The role of autophagy in glioma cell death induced by the drug simvastatin has been investigated, suggesting that the inhibition of the AMPK-dependent autophagic response could sensitize glioma cells to apoptotic death induced by simvastatin [197]. The anticancer effects of the chemotherapeutic agent temozolomide (TMZ), a drug used for the treatment of glioblastoma (GBM), is significantly reduced by autophagy induced by TMZ. One study demonstrated that simvastatin inhibits TMZ-induced autophagic flux by blocking autophagosome–lysosome formation, thus sensitizing glioblastoma cells to TMZ-induced cell death, making it a promising therapeutic strategy for GBM treatment [198] (Table 6).
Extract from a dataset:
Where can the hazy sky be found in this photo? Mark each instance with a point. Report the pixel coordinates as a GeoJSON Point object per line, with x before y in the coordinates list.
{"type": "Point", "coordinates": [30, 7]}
In vitro and in vivo investigations indicate that a number of beneficial effects of statins are due to mechanisms that predominantly interfere with tumor growth and invasion. Autophagy, a self-degradation pathway, acts as a double-edged sword in cancer. Statins can induce autophagy in some cancer cells. Statins have been shown to inhibit the cell viability of multiple cancers, including ovarian cancer, lung adenocarcinoma, malignant pleural mesothelioma, melanoma, and pancreatic cancer by inducing autophagy. The combination of statins with autophagic inhibitors is a new and promising strategy to improve the treatment of digestive malignancies, cervical cancer, and bladder cancer. This means that autophagy plays a fundamental role in pathological conditions. However, more studies are needed in the future to fully understand the modulatory effect of statins on autophagy.